Am I the only person in the world that actually enjoys laugh tracks or audience participation? A show without one can be funny, of course, but if I want consistent belly laughs, hearing someone else do it makes it a whole lot more likely. Very few shows can pull off having every joke be hilarious.

Those of you who can’t stand it–does that mean you can’t watch TV with someone? Why don’t their laughs pull you out?

See, this is the root of the problem for me. If I hear the canned audience laughing, but I felt like the joke was bad, obvious, or flopped on delivery, then I’m annoyed, and the laugh track makes it worse. MASH* having a laugh track doesn’t bother me, but Big Bang Theory does.

I assume in Canada, they had no laugh track? They didn’t in Europe when the show aired.

As far as I can tell, it was the local station adding canned laughter to parts. I don’t know why. I really don’t know why. And yes, there was overlap. But at least it was Python. Sadly, I can’t cite the 1970s.

A laugh track does not make or break a sitcom for me. If a show’s good a laugh track is irrelevant. If a show stinks a laugh track isn’t going to rescue it. A laugh track is so common nowadays that it’s become background noise to me.

I can watch TV with somebody with no problem.

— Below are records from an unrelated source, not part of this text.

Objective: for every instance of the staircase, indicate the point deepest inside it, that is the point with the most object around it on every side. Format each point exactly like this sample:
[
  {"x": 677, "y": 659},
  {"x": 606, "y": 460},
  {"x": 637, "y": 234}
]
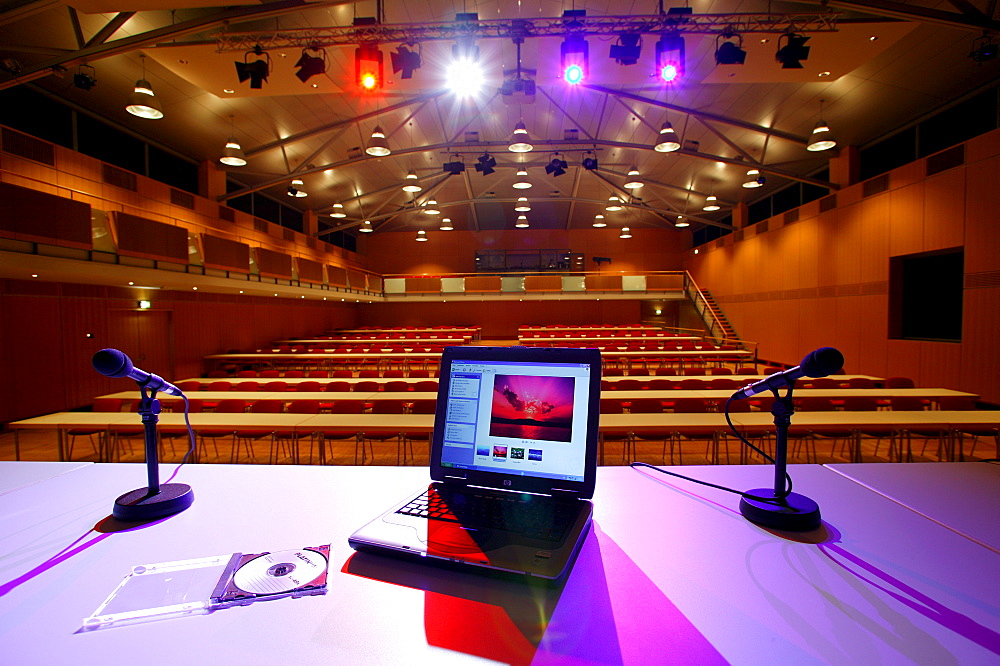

It doesn’t bother me in movies when the audience is laughing and my own laughter doesn’t take me out of it either. But when I’m watching a show on TV I’m paying attention to the show and I just notice the laugh track every time it comes up and it just doesn’t fit what I think I’m supposed to be hearing. Imagine if instead of a laugh track a big —> :smiley: <— appeared on screen every time they told a joke. A laugh track is just as annoying to me as that would be*.

*Edit: I may exaggerate, the smiley would be much more annoying than a laugh track, but it’s the same idea, I think.

No, in Canada we have no laughter.

It’s not polite.

Those were all live audiences. Remember the voice over: “Cheers is filmed before a live studio audience”

And I agree with the previous poster that the intent is to capture the feeling of being at a live theater.

Oh; I never caught more than a few minutes of it without turning it off. I guess it has something to do with being a skit show vs. otherwise. I really do not mind laugh tracks in skits. Maybe I just don’t find sitcoms to be funny at all?

One plus of being a child of 1970s, when everything had a laugh track, is the development of the ability to completely tune it out. I don’t remember until someone points it out that How I Met Your Mother has a laugh track, for example.